Labor Pains: Because Being in a Union can be Painful

The State of State Affairs

With the spotlight on the presidential race and the union politics surrounding the Democratic National Convention, Big Labor’s influence at the state level has been overlooked as of late. But recent stories bring state politics back to the fore.

When the discussion is about spending $1 billion or $4 billion dollars on all political activity, the numbers are too mind-numbing to appreciate. But on a smaller scale, the effects of union political giving are clearer to see than when the figures are astronomical.

First, we learned about the money flowing from union coffers to the Democratic Governors Association. Now, we see even more direct influence peddling by unions.

In what might be chalked up to a case of bad timing, Illinois Democrats in the state house were under fire after the head of the chamber reported donations from the SEIU at the eleventh hour before a critical state pension vote. The Chicago Sun-Times reports:

One of Illinois’ most influential labor unions denied Monday that nearly $100,000 it contributed to a campaign fund controlled by House Speaker Michael Madigan was part of a “quid pro quo” designed to kill a pension-reform package in his legislative chamber last week.

State campaign records show the Democratic Majority fund reported receiving $97,000 last Friday from SEIU Healthcare Illinois and SEIU Illinois Council, the same day a special legislative session called by Gov. Pat Quinn to fix Illinois’ $83 billion pension crisis ended in failure.

Madigan (D-Chicago) wouldn’t allow a floor vote on Senate-passed legislation that would have reeled in pension benefits for state workers and General Assembly members and only allowed a procedural vote on a slimmed-down measure affecting just lawmakers’ pensions.

And 1,000 miles southwest of Springfield, New Mexico’s state government renewed a controversy over Big Labor’s influence over the state’s top law enforcement official. According to the New Mexican:

Attorney General Gary King, a Democrat who is running for governor in 2014, and the state Republican Party are still at each other’s throats over an investigation of Republican Gov. Susana Martinez’s administration.

[…]

State GOP executive director Mark Knoop in a Monday news release said, “Gary King received over $90,000 in campaign contributions from labor unions and now acts as their ‘puppet-prosecutor’ — launching baseless investigations anytime the union PAC asks him to do so.
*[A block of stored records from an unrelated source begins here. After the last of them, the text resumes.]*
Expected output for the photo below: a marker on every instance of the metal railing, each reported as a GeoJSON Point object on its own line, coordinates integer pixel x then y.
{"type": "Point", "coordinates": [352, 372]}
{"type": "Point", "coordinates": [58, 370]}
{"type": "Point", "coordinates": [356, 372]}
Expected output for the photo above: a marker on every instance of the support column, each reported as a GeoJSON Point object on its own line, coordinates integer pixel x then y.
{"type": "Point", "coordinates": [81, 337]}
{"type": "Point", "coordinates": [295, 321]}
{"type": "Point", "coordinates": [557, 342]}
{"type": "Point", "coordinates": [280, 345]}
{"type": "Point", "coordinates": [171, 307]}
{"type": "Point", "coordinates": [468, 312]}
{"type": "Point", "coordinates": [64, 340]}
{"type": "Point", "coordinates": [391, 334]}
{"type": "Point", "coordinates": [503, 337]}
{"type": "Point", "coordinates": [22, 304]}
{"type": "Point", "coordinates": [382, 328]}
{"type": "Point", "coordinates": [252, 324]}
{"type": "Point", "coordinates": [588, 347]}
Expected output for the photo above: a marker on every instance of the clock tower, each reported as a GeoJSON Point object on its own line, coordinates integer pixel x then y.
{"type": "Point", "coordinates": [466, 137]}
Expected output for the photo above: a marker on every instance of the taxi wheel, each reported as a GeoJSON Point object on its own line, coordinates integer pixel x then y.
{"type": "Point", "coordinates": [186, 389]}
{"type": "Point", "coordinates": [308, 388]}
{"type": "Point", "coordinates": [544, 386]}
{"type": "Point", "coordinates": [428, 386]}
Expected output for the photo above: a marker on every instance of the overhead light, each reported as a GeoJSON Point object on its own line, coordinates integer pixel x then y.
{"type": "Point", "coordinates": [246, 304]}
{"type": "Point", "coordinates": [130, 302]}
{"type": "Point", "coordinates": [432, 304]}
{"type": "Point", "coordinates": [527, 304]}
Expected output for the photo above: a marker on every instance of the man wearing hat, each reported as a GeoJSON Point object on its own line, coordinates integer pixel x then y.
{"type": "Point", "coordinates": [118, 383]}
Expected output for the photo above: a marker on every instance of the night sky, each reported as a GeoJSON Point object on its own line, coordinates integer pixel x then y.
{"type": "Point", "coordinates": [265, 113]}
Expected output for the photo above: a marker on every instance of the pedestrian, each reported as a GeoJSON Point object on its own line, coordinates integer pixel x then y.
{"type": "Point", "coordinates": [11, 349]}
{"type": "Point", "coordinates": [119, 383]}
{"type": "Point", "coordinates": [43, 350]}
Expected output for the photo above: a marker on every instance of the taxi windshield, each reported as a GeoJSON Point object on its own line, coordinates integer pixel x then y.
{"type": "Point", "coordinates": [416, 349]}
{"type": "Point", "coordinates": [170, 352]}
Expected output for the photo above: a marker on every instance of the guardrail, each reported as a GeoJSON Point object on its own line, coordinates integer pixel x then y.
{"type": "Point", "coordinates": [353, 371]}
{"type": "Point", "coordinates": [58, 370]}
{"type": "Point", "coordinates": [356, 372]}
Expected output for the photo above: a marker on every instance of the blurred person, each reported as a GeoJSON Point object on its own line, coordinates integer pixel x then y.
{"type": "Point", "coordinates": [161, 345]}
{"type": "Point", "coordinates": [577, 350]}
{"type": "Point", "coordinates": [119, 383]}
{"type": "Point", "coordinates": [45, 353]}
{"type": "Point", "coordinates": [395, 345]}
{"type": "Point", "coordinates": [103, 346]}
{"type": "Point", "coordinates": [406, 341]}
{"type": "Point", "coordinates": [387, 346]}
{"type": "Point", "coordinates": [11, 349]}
King has announced his campaign for governor, and these unions are his largest contributor. Yet, he sees no conflict-of-interest in doing the bidding of his top donor against his political opponent.”

Unlike the shockingly-high dollar amounts given at the national level, it is easy to see how giving to a single, powerful political figure can be all the difference in a state level debate.

Unions know this and spend plenty on what many would see as small battles. Although private sector unions are often more interested in federal elections because they are more directly affected by federal labor laws, public sector unions have a lot to gain from engaging in state government. That’s also why unions are dumping millions into state referendum efforts in California and Michigan.

In these legislative battles, unions are most concerned about pushing their agenda to the detriment of the state. In Illinois, Gov. Quinn’s attempt to fix the state’s pension shortfall failed with the help of at least one union-funded candidate. In Michigan, the governor and attorney general are fighting the inclusion of the union-backed ballot initiative, as they argue it would invalidate over 100 laws that have reformed labor laws in the state.